The Mormons, that is the thing I know a little bit about because there are a lot of them here in Salt Lake City. They say there was an ancient civilization on the American continent called the Ammonites. The people of Ammon. They decided they were not going to kill anyone anymore. Because god made them a promise that if they would not kill or take life anymore, animals or other people, that when they died they would go to heaven, if they laid down their life rather than attack. So they laid down their weapons and this army came in and attacked them. They laid their swords down on the ground, and this army started chopping off all of their heads. After awhile the people in the army got tired of killing them, and said, "this is no fun any more. There is no battle going on anymore, they are not even fighting back. These people are just lying down and dying here."

The way the story goes is that it converted all the people that were killing them into people that gave up fighting also and everybody lived in peace for about a thousand years after that, all because one group of people refused to fight. But thousands of them had to die first. Thousands of them had to die first, they had to lay there and have their heads cut off, as this invading army came trampling in. You see, they had made a commitment and they kept it with their life. It is interesting isn't it? It is unbelievable that they kept their commitment with their life.

What is a commitment? It is your word. It is your will and your word. What is a written contract all about then, someone who cannot keep their word?
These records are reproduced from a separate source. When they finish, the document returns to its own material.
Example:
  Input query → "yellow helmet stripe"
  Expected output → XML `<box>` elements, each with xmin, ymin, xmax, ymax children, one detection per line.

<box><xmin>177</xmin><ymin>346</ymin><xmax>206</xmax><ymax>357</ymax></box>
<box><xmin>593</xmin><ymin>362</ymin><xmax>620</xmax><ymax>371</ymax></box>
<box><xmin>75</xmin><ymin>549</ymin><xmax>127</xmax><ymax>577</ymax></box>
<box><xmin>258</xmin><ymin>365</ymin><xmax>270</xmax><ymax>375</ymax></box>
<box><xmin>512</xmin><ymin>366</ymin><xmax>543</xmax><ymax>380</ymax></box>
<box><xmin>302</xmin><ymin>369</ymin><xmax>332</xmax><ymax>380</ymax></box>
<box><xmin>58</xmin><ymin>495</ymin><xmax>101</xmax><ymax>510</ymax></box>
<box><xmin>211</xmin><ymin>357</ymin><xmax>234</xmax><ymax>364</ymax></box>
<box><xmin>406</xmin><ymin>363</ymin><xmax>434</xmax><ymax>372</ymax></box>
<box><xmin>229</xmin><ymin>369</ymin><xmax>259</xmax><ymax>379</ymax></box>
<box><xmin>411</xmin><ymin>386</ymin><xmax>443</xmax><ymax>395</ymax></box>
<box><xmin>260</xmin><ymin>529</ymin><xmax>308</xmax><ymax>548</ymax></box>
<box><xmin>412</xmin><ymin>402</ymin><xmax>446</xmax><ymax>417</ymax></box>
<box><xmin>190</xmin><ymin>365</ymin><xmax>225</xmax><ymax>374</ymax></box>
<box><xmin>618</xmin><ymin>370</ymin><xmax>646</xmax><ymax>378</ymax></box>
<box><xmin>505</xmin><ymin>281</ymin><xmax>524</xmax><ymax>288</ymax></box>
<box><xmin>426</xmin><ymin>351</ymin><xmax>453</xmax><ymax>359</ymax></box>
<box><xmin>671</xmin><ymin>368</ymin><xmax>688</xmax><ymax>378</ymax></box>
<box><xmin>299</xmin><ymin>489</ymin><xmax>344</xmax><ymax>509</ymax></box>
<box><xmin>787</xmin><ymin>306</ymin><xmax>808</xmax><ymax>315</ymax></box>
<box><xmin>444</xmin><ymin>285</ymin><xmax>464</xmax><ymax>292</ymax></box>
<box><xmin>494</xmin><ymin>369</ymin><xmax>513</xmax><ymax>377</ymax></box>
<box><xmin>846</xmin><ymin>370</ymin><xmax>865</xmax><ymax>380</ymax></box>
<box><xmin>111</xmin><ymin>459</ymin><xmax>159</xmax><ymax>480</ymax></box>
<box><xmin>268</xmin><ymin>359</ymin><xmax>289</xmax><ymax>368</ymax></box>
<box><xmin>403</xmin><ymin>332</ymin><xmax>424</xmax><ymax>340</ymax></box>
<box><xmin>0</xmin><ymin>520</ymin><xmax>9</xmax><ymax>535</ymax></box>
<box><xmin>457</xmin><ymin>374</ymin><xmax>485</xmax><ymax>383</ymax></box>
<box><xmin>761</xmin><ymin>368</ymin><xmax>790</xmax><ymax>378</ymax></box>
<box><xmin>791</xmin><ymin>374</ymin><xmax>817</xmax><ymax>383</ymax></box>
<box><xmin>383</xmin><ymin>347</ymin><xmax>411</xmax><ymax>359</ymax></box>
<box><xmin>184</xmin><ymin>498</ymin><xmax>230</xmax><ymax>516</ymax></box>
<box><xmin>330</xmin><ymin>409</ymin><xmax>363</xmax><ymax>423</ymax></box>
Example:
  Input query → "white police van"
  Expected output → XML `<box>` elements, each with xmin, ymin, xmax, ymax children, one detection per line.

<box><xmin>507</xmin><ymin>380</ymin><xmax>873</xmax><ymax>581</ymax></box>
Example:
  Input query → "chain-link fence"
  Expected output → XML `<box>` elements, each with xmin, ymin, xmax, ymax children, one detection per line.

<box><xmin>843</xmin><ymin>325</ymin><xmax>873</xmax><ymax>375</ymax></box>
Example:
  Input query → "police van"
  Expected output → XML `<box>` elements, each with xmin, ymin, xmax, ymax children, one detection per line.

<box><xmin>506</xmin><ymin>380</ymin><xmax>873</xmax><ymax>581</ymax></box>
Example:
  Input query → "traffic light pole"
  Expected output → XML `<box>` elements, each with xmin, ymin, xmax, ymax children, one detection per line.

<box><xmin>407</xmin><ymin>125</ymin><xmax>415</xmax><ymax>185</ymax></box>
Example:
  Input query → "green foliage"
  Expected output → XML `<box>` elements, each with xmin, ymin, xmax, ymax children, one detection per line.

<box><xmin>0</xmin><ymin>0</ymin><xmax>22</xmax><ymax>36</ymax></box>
Maybe they change their mind a lot.

This thing, this commitment and this word is really interesting. People go through unbelievable situations in life when they make commitments with other people. One of the problems is that you make a commitment to each other, and someone usually breaks that commitment and that causes you great pain. Usually when someone is in that much pain they begin to feel very strongly that commitments are very important to keep. Because you saw what breaking that commitment did to you and you do not want to ever do that to anyone else. Isn't it amazing that we have to be destroyed by a commitment that someone has made to us for us to realize how important a commitment is? That you said I'll be there at 10:00, and you are not there. It does not make any difference. It just means I was late, or I had something better to do, or something more important came up, or my word doesn't mean crap.

Commitments are really interesting things. It seems as if all philosophical religion evolves around it. If you look into the heart of all the philosophies of religion, in the seed of those religions or philosophies, there is some kind of commitment going on there. Or there is some kind of lesson about commitment to your word and to your will. A commitment to what comes out of your lips, and what your will said inside yourself and how strong it is in order to keep your word. Keeping your word is doing what you said you were going to do at the time you said you were going to do it. That is it.

Let us say that Al and Ron decided to become lovers, and stay together for the awhile. So Al says to Ron "I do Ron, give you my commitment," and Ron says to Al "I do Al, give you my commitment." Now it would not be fair when all of the sudden if one of them changes their mind, to hold the other one to their commitment. Ron might feel bad about it, but Al changed his mind. The other partner is automatically released from it. One person can not stay committed if the other one breaks the commitment. They can, but all it does is cause a lot of pain so it is sort of ridiculous. So it is not fair, or it is not necessary to hold that bond together if one breaks that commitment.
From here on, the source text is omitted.